“Let’s not reinvent the wheel” is a phrase too often uttered in executive boardrooms whenever a new or relatively untested idea is proposed as a solution to a vexing business challenge. The idea being that it is too risky to invest in labor intensive pursuit of solutions that might improve upon existing levels of success. It is the “safe” decision to willfully avoid any significant deviation from the norm, favoring small, manageable, incremental changes over the larger, bolder and potentially disruptive changes which can either lead to unbridled success or spectacular failure.
When it comes to leveraging new technology to unlock efficiencies (and the savings this drives) within a transportation department, many organizations are hesitant to take the plunge. Stakeholders in each functional group have their own reasons for saying, “Let’s not reinvent the wheel”. Transportation managers are comfortable with their Excel-based practices and their daily interactions with well-known carriers.
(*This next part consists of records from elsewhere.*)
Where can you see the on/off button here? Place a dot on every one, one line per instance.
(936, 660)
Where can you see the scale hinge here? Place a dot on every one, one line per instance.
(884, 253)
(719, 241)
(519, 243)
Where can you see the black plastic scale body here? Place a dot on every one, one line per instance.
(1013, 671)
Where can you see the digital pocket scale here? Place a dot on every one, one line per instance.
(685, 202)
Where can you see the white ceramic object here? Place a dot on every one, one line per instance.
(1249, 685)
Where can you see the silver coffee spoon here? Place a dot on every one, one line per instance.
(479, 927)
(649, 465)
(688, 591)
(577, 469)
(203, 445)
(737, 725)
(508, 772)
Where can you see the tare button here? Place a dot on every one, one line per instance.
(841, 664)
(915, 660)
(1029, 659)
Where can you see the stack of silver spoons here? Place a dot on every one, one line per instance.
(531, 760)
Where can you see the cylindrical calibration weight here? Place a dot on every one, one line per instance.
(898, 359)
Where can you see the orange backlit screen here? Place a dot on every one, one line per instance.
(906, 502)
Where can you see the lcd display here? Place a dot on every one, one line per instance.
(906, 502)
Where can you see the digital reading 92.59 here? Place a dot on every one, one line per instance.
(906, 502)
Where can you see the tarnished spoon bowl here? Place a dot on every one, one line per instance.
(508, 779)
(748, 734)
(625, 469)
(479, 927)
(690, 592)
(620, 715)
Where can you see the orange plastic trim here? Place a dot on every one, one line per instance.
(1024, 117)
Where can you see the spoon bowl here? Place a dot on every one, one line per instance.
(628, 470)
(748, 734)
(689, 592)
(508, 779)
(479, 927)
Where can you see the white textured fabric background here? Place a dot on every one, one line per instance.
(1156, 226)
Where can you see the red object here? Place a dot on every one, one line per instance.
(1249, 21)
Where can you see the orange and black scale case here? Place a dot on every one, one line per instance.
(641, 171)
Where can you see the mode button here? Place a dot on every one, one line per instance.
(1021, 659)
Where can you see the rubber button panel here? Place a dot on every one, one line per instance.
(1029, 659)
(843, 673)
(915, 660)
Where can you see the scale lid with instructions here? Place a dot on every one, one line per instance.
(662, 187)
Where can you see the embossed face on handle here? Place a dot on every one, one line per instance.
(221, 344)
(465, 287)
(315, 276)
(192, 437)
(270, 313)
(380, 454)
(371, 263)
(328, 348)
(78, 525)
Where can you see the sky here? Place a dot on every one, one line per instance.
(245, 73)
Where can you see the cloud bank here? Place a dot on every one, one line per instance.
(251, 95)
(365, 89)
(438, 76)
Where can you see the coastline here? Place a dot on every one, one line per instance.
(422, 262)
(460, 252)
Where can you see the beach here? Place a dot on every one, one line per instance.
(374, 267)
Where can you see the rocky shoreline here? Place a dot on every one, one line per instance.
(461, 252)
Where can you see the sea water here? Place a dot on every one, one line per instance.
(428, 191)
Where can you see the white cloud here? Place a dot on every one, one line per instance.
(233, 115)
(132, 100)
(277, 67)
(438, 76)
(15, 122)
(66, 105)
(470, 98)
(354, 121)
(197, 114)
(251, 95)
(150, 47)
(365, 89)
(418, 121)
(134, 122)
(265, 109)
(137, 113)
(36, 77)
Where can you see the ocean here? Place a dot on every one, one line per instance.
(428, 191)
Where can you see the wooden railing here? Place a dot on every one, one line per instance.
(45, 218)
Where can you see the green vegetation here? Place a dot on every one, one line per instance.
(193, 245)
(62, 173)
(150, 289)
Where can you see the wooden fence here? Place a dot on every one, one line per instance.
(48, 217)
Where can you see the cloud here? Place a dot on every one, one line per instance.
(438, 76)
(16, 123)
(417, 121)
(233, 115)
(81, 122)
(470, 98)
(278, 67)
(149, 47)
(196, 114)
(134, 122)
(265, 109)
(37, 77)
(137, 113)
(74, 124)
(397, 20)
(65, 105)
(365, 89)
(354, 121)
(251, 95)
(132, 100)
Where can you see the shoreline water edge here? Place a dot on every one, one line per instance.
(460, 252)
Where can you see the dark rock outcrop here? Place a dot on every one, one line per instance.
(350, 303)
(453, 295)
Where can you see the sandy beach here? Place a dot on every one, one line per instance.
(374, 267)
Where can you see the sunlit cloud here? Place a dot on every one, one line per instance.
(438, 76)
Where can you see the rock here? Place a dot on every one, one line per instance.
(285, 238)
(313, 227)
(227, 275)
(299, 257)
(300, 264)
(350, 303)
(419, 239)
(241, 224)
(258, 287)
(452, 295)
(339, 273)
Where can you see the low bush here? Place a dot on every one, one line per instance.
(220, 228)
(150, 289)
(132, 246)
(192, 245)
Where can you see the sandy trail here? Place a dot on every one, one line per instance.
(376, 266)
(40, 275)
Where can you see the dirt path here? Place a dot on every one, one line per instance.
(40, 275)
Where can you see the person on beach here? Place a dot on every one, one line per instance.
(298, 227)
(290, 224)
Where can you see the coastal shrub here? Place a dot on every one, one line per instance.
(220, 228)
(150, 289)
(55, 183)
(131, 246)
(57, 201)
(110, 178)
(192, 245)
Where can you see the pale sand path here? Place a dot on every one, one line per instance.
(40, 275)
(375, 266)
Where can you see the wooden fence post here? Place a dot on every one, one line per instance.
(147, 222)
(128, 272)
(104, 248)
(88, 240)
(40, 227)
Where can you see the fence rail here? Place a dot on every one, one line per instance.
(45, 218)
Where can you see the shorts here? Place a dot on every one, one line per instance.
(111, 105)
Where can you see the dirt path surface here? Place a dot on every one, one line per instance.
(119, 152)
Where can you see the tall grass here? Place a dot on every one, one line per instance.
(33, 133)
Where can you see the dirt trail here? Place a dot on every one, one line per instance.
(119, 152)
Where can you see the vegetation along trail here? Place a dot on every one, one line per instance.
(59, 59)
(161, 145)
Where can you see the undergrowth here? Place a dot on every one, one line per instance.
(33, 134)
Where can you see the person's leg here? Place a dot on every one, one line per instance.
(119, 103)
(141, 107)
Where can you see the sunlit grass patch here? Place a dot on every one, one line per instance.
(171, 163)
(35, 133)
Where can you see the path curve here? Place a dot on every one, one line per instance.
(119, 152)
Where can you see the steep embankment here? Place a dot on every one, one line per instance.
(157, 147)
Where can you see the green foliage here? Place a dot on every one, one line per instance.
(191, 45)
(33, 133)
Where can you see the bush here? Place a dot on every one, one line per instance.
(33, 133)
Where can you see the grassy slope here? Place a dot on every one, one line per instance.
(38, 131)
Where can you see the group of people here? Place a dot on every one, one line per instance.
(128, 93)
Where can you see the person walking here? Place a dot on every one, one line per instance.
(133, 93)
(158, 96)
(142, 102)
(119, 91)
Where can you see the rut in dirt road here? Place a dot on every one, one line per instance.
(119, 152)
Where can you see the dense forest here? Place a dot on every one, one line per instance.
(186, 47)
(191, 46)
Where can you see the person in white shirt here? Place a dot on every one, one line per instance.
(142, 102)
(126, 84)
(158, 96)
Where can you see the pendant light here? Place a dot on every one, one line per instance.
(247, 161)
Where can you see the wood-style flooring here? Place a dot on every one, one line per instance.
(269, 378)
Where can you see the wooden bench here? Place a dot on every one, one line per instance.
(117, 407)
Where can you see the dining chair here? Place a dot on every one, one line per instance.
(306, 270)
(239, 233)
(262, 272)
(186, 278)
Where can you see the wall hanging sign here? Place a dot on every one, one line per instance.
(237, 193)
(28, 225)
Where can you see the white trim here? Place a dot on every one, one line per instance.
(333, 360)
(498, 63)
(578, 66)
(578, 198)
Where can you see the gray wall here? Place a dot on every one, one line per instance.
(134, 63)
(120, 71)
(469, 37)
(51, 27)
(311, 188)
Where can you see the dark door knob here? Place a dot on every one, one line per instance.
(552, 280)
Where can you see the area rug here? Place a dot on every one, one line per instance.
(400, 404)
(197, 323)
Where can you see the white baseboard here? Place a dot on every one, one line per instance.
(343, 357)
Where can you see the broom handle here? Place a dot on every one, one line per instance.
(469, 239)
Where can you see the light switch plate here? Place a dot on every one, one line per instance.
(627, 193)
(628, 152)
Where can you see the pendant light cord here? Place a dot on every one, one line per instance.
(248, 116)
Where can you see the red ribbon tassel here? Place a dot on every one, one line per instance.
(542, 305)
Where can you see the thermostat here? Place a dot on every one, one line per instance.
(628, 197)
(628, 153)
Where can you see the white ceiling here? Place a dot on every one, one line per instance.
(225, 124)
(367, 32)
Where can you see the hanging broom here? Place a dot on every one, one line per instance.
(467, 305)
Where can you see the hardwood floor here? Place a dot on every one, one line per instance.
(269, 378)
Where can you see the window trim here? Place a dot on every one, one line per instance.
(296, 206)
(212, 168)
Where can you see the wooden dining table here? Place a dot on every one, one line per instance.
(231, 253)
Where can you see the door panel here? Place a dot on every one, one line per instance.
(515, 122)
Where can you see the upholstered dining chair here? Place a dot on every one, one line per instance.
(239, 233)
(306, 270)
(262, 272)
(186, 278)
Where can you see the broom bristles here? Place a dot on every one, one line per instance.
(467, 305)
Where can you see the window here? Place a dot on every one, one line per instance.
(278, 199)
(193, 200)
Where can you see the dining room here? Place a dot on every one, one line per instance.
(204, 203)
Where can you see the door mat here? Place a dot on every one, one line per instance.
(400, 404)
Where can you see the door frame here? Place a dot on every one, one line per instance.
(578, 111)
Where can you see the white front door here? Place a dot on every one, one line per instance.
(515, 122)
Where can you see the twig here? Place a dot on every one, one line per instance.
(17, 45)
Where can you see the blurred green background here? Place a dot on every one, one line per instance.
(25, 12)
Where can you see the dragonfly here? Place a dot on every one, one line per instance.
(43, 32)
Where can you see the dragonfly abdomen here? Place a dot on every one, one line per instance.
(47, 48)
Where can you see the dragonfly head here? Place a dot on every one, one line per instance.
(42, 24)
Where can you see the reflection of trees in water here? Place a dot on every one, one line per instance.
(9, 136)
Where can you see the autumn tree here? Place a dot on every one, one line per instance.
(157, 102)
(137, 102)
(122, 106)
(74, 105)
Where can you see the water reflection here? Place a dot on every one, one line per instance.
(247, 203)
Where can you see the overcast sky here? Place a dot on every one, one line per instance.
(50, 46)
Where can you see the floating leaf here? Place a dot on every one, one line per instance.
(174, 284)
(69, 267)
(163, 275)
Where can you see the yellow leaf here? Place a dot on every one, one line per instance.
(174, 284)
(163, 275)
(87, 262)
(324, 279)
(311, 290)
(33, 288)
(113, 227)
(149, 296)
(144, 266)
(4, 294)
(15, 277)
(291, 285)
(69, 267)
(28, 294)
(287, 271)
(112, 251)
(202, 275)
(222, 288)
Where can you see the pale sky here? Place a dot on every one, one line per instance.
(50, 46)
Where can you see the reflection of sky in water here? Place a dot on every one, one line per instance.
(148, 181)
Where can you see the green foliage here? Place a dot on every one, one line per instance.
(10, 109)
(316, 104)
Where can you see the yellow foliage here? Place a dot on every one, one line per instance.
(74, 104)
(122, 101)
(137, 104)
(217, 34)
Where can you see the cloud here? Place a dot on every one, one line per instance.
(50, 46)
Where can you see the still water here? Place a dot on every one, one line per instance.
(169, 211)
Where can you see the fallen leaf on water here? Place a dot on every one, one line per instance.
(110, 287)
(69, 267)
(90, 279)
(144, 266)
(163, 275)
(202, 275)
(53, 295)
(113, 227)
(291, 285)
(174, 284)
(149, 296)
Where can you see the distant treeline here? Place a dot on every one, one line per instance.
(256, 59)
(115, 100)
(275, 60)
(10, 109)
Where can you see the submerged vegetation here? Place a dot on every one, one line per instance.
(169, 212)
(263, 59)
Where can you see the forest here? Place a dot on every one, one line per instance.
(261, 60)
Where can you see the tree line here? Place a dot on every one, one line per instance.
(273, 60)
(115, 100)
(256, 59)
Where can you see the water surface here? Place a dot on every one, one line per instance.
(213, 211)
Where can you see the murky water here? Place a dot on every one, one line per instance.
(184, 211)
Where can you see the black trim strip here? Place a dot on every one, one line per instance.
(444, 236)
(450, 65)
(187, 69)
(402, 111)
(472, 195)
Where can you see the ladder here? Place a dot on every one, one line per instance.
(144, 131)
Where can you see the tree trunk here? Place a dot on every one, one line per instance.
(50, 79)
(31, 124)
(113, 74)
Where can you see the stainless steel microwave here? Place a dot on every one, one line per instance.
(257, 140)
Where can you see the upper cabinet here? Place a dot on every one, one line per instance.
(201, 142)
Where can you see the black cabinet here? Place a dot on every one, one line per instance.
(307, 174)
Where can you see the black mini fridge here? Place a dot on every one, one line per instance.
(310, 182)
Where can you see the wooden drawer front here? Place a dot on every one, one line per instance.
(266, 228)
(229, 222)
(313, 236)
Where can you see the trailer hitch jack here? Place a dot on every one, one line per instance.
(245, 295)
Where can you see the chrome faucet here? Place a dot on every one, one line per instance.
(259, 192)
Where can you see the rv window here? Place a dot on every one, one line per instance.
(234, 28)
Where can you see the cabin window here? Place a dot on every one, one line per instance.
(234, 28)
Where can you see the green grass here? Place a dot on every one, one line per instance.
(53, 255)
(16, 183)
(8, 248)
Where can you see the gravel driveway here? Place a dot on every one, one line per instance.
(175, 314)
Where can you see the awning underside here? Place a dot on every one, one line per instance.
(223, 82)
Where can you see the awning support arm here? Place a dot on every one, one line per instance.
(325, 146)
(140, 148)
IT people are suspicious of the impact a new implementation will have on their responsibilities and workloads. Finance leaders are resistant to any new capital expenditures. All of these are reasonable concerns. Yet, the history of business has shown that the greatest success often comes through disruptive innovation and those that are willing to stretch are frequently rewarded.
Ultimately, the decision to automate transportation management and optimization processes isn’t much of a truly innovative endeavor anymore these days. The concept has been proven decisively across all industries and, with the advent of cloud based TMS, across shippers of nearly every size. And although the implementation of TMS and optimization software isn’t new, the process of transitioning from paper-based processes to automated processes can still feel very much like reinventing the wheel to the organizations involved.
To answer the anxious transportation practitioner, CFO, IT director or anyone else who asks if reinventing the wheel in this regard is truly worth it, we recommend reading this story about a company that literally reinvented the wheel. A company called Aperia Technologies has invented a self-monitoring and self-inflating commercial truck tire. When the wheel recognizes pressure has fallen below optimal tolerance, the wheel re-inflates itself using a breakthrough pump device situated inside the wheel’s rim. The FMCSA estimates that maintaining properly inflating tires can save each truck $2,200 per year!
The moral of the story: Don’t be afraid to reimagine your transportation management process using automation technologies like TMS, optimizers and others. It’s not literally reinventing the wheel and with a seasoned, proven technology provider, it isn’t really very disruptive at all. The benefits far outweigh the liabilities.